Combat Food Insecurity

Combat Food Insecurity

The Darwin and Barbara Burnett Method

 

 

Nine kids. One income, a teacher’s income.

 

Work 17-hour days. Expect little entertainment.

Work a full-time job, seasonal jobs, and home businesses.

No whining.

Get out of bed early. Stay out of bed and off the couch.

Glean potatoes, apples. Gather wild berries. Hunt.

When conditions allow, raise a garden. Raise rabbits, a calf, geese, chickens. Slaughter. Butcher.

Can, dry and store food.

Cook from scratch. Use basic ingredients; flour, rice, beans, vegetables.

Cook in large batches. Goulash, Spanish rice, soups, stews, pan muffins, fried or baked potatoes, pancakes, waffles, bread, casseroles. Hot cereal is cheap.

Plan ahead. Budget. Stretch a budget. Never buy junk food, prepared food.

Avoid fast food and restaurants.

Never waste a morsel. Keep and serve later. Meld into future dishes.

Refuse government aid, free school lunch, church charity.

Lunch: One peanut butter and honey sandwich, four carrot sticks, an apple.

Expect occasional hunger.

Fast two meals per month. Give money saved to “the poor” through the church.

Glean tomatoes and beans on the church welfare farm, “for the poor.”

Forego other spending. Wear undershirts until holes gape. Shop for clothes at the thrift store.

Never waste money on drugs, alcohol, tobacco, or electronic entertainment.

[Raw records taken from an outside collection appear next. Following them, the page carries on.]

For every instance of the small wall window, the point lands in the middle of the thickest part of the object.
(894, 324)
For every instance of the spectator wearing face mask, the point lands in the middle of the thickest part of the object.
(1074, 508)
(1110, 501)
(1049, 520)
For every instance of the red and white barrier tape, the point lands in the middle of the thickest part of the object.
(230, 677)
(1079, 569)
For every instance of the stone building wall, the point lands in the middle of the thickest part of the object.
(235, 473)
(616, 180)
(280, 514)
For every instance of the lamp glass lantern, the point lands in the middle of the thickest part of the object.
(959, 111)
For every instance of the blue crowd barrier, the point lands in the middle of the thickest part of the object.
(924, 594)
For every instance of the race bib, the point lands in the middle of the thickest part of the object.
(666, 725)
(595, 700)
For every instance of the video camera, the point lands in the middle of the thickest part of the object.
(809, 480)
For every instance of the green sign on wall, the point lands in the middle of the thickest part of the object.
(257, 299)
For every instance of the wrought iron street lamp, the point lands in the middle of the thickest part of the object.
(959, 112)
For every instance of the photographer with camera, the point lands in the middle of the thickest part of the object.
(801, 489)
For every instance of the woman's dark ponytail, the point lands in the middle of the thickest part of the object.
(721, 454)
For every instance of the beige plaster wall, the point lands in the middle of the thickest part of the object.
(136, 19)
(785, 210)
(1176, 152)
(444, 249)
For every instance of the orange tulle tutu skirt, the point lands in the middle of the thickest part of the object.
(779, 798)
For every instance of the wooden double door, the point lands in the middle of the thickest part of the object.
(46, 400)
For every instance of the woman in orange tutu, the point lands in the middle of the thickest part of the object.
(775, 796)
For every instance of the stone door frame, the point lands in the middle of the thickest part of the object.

The dignity of self-reliance is not cheap. It is priceless.

 

Food insecurity.

Food insecurity today.

 

One Response

  1. Tom,
    I was in a second-hand store today and happened to find a spiral-bound cookbook written by Barbara Burnett (printed 1981). After perusing and finding some AMAZING recipes, I had to google the author. I loved reading this post and a few of your other posts. I don’t know how the little cookbook made it from Montana to Arizona, but I’m sure glad it did.
    Your parents(? right?) sound like amazing people. I can’t wait to delve into their recipes.